28/06/2013
Faber-Castell ist ein Name, der weltweit für Qualität, Tradition und Innovation im Bereich der Schreibgeräte und Künstlerbedarf steht. Die Geschichte des Unternehmens reicht weit zurück und ist eng mit einem bestimmten Ort verbunden, der nicht nur der historische Sitz der Familie ist, sondern auch ein beeindruckendes architektonisches Zeugnis ihrer Erfolgsgeschichte darstellt. Wenn man von Faber-Castell spricht, denkt man schnell an erstklassige Bleistifte und andere Büroartikel, aber auch an das prächtige Schloss, das untrennbar mit dem Namen verbunden ist.

Die Frage nach dem Sitz der Firma Faber-Castell führt uns in die Region Mittelfranken, genauer gesagt in die Stadt Stein. Stein liegt direkt an der Grenze zur Großstadt Nürnberg und ist historisch der Ort, an dem die Familie Faber und später Faber-Castell ihre Wurzeln und ihren Hauptsitz hatten und haben.

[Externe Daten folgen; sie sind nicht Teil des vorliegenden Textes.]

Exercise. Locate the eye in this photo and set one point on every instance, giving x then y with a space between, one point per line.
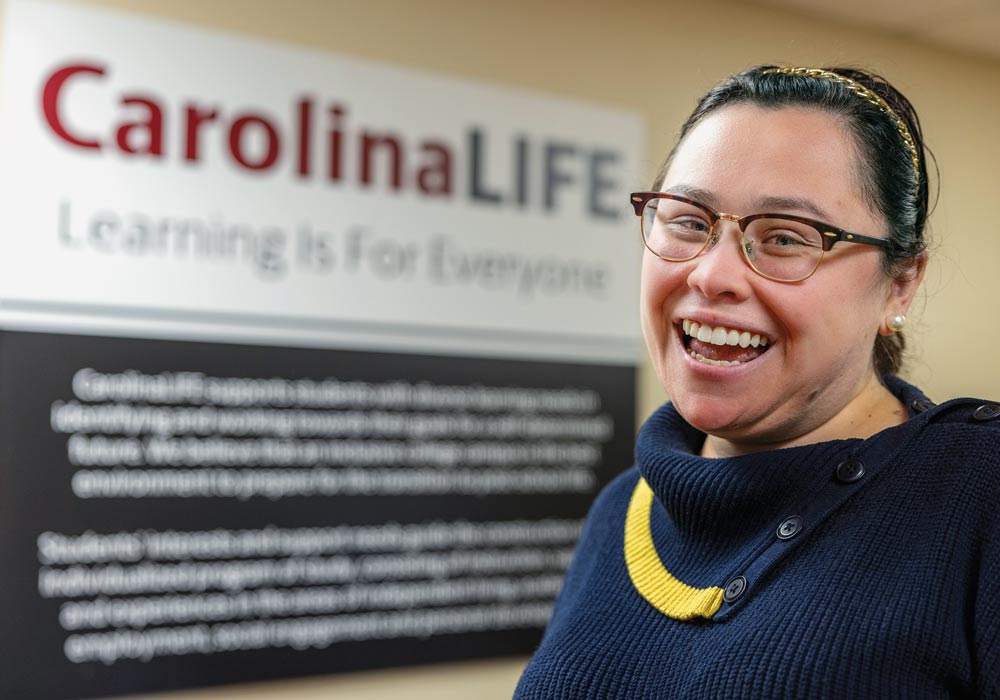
782 238
689 223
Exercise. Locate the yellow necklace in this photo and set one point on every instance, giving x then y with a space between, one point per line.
657 585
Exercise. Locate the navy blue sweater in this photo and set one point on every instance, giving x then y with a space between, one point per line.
845 569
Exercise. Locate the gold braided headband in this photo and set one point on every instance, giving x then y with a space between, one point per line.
867 95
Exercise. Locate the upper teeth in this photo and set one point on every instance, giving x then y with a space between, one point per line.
723 336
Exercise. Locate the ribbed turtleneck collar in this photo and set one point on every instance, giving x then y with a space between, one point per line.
717 497
716 507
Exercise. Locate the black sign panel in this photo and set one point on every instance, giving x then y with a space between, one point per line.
176 514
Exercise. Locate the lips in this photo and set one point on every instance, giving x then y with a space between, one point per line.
723 346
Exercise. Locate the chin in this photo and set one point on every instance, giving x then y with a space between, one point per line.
713 415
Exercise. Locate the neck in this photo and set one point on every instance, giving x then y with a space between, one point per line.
872 409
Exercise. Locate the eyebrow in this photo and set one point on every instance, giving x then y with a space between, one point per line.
767 203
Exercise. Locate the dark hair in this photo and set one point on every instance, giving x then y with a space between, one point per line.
887 179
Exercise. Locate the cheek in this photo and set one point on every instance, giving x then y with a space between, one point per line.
658 282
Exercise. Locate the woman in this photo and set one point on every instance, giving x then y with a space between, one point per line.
800 523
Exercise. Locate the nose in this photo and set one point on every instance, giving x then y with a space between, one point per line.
721 270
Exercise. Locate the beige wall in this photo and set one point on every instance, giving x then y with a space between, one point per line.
656 57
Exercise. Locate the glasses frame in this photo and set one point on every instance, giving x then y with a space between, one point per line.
828 234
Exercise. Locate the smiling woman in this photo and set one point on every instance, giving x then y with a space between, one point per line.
800 522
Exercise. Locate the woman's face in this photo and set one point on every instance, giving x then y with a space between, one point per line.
746 160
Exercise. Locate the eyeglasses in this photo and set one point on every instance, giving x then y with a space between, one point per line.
780 247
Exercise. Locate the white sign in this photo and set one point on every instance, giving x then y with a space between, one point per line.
186 182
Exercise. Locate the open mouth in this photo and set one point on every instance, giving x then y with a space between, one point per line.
721 346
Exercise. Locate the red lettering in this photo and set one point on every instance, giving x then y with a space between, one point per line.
305 135
434 178
336 136
152 126
50 102
368 144
236 142
195 117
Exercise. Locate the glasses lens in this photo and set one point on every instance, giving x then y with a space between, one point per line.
783 249
675 230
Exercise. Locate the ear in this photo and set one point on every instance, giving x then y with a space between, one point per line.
902 290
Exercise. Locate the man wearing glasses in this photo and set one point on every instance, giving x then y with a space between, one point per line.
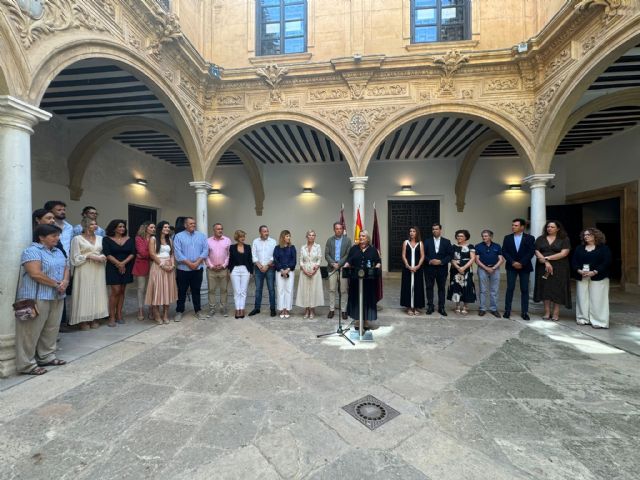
92 213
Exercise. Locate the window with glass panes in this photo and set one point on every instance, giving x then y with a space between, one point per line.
439 20
281 26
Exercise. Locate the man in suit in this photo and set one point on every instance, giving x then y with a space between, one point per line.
336 251
438 253
518 249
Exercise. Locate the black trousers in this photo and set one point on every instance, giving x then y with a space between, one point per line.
435 274
185 280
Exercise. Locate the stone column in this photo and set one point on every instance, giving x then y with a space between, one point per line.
358 184
16 121
537 184
202 222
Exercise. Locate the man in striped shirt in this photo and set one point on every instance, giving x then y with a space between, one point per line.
191 251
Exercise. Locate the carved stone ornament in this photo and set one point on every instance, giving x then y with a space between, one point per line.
357 82
502 84
358 124
215 124
611 7
35 19
449 64
530 113
273 76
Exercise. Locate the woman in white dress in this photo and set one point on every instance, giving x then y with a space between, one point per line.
310 293
90 300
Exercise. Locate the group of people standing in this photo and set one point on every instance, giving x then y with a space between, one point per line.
165 267
430 262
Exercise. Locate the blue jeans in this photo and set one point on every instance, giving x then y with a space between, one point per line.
489 283
524 289
271 279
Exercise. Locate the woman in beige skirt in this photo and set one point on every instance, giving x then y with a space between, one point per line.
161 290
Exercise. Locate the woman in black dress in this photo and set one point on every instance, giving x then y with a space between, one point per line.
553 279
412 286
461 288
363 255
120 251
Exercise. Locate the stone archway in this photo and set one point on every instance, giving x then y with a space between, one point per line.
164 90
502 125
225 141
611 45
86 148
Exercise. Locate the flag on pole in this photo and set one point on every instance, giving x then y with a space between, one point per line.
375 242
358 229
342 222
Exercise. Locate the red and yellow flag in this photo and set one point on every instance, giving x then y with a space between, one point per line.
356 234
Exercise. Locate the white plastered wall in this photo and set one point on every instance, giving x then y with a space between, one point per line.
609 162
109 179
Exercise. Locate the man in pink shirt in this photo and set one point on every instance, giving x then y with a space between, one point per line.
217 272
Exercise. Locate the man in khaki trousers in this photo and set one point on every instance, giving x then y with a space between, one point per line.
217 271
335 252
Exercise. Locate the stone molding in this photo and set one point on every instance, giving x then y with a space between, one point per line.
360 94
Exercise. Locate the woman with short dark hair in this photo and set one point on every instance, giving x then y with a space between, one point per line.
592 260
45 280
412 284
120 252
241 268
553 280
462 290
284 259
142 263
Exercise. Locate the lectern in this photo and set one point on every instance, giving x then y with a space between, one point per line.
361 274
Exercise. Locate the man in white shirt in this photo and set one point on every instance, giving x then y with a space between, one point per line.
262 253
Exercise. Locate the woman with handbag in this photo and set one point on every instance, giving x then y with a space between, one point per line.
44 283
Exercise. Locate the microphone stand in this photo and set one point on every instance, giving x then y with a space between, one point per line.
340 331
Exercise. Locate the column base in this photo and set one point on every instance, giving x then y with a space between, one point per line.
7 355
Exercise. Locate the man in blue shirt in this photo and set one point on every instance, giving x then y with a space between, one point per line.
336 252
191 251
489 258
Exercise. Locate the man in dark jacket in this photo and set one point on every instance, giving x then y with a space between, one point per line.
518 249
438 252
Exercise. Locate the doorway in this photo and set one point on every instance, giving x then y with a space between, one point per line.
404 214
138 215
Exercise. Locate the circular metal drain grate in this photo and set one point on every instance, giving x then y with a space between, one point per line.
371 411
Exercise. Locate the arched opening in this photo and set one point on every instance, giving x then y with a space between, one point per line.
117 127
275 158
428 167
597 75
596 159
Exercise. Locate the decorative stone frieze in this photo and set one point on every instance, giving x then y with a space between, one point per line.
273 76
35 20
358 123
611 7
500 85
449 65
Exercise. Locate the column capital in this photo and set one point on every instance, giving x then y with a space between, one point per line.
538 180
358 183
19 114
200 185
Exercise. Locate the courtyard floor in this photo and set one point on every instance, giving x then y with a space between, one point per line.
262 398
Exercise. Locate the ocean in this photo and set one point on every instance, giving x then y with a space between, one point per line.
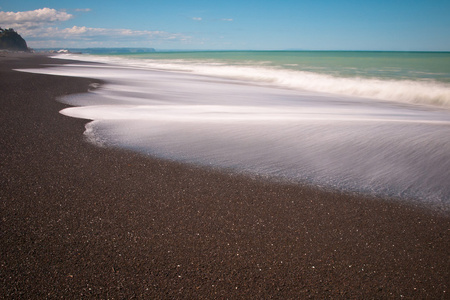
375 123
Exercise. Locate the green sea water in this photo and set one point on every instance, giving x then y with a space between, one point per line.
380 65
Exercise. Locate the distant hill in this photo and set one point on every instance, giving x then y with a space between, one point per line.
11 40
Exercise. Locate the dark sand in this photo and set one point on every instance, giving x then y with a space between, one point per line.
78 221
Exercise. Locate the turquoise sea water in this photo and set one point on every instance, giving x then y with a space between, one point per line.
414 77
381 65
371 122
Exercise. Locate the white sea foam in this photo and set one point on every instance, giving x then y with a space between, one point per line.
412 91
342 142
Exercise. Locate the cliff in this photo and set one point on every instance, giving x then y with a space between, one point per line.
11 40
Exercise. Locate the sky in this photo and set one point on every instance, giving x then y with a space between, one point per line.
398 25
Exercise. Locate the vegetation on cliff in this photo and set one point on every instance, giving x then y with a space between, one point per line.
11 40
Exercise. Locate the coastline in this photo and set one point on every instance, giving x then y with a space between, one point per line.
78 220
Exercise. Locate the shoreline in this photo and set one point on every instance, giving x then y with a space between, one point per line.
78 220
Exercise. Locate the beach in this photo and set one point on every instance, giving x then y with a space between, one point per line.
80 221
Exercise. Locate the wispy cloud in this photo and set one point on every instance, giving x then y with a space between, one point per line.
34 17
40 29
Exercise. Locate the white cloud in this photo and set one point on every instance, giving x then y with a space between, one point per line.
42 15
39 28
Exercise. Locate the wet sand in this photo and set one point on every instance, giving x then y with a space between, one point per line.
79 221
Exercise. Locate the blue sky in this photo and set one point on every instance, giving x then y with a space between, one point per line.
411 25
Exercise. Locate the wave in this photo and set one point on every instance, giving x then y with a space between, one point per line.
427 92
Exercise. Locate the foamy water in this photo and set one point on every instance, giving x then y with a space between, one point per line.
245 125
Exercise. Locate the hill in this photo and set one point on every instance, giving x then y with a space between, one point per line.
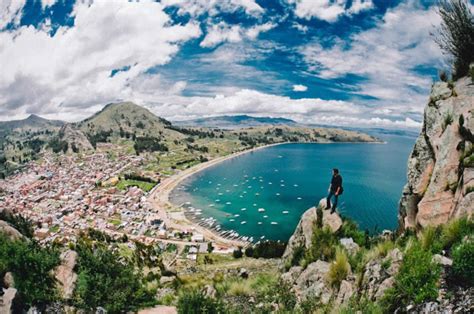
234 122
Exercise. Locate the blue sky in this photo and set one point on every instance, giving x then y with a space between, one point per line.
367 63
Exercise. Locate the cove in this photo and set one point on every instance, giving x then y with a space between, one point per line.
263 193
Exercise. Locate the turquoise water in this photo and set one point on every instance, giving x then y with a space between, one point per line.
262 194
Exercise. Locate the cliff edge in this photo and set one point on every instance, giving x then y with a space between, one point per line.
441 165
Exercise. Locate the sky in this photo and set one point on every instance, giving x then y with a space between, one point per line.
358 63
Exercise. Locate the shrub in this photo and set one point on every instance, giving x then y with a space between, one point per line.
416 280
237 253
443 76
105 279
455 230
429 239
350 229
31 266
298 255
323 243
463 266
456 34
339 268
195 302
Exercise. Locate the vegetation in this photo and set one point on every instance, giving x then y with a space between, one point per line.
416 281
463 266
31 266
339 268
150 144
106 279
456 34
195 302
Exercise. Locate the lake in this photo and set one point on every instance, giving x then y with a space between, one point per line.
262 194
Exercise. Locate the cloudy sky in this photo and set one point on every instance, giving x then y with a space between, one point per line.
335 62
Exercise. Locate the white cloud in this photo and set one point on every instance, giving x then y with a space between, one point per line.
300 88
213 7
254 31
386 57
223 32
48 74
328 10
10 12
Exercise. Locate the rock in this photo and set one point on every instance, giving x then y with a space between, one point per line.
376 279
8 280
349 245
9 231
304 229
75 138
65 274
210 291
166 279
9 301
312 282
345 293
435 191
442 260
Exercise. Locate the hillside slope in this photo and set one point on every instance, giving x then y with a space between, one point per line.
441 166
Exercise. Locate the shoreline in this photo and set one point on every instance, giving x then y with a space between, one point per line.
159 197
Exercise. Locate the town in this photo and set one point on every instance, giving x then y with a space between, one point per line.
64 195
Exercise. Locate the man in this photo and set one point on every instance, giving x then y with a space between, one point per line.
335 189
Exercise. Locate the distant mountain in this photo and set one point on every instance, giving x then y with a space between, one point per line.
234 122
127 119
32 123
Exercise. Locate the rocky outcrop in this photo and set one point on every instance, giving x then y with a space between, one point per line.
304 230
9 231
76 139
440 167
65 274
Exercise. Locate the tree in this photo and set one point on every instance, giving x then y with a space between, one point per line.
456 34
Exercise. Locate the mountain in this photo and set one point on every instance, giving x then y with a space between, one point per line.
234 122
127 119
441 166
32 123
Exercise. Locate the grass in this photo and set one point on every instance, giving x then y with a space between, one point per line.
339 268
144 186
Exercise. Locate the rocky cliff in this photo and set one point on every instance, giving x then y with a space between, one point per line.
441 165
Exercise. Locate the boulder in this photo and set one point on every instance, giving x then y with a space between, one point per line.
436 191
312 282
304 230
9 231
65 274
349 245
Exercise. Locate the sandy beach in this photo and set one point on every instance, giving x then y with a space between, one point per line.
173 215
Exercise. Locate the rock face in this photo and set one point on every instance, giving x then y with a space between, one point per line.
76 138
65 274
304 229
9 231
440 168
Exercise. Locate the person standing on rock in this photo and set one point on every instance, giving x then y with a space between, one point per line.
335 189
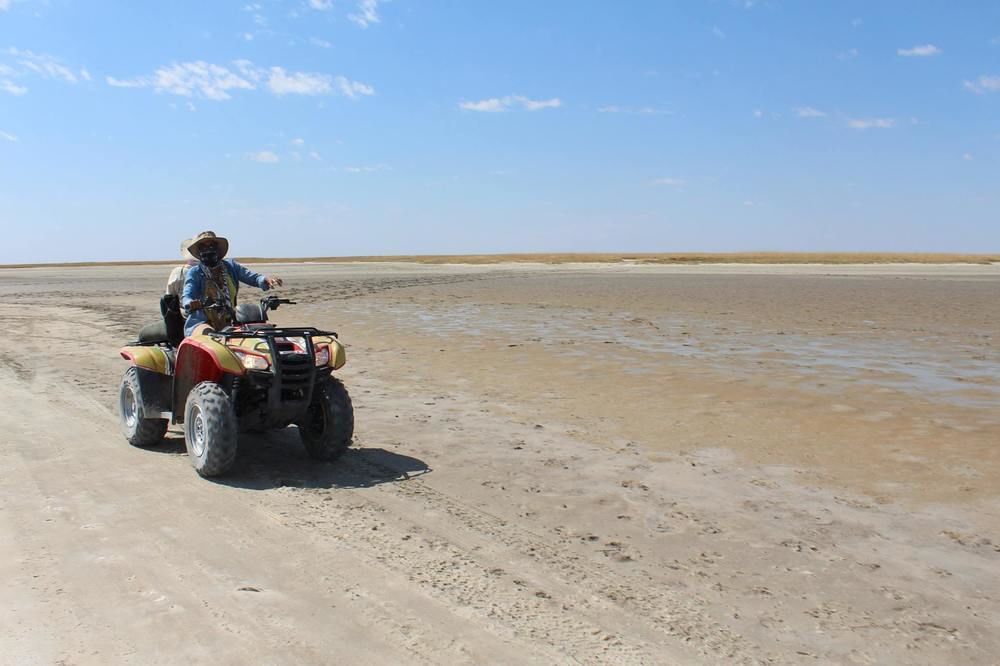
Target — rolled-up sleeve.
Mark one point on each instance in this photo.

Es ist dieser Ort, der Zeuge vieler wichtiger Entwicklungen in der Unternehmensgeschichte wurde und an dem bis heute ein zentrales Symbol der Familie und ihres Schaffens steht.
Der historische Sitz in Stein bei Nürnberg
Der Sitz der Familie und des Unternehmens Faber-Castell ist historisch tief in der mittelfränkischen Stadt Stein verankert. Diese Stadt, die unmittelbar an Nürnberg angrenzt, ist nicht nur der Ort, an dem die Bleistiftproduktion eine lange Tradition hat, sondern auch die Heimat des beeindruckenden Faberschlosses. Der zugehörige Faberpark erstreckt sich sogar teilweise auf Nürnberger Stadtgebiet, was die enge Verbindung der Familie und ihres Wirkens mit dieser Region unterstreicht. Stein ist somit mehr als nur eine Adresse; es ist ein historischer Ankerpunkt für eine Weltfirma im Bereich der Büro- und Schreibwaren.
Das beeindruckende Faberschloss: Ein historistischer Komplex
Das Faberschloss, auch bekannt als Steiner Schloss oder Schloss Faber-Castell, und manchmal liebevoll Bleistiftschloss genannt, ist ein herausragender historistischer Schlosskomplex. Er wurde im 19. beziehungsweise frühen 20. Jahrhundert erbaut und spiegelt den Reichtum und den architektonischen Geschmack der damaligen Zeit wider. Der Komplex besteht aus zwei Hauptbauteilen, die unterschiedliche Epochen und Stile repräsentieren, aber durch einen markanten Turm verbunden sind. Dieses Schloss ist nicht nur die ehemalige Residenz der gräflichen Familie, sondern auch ein Symbol für den Erfolg, der durch die Bleistiftproduktion ermöglicht wurde.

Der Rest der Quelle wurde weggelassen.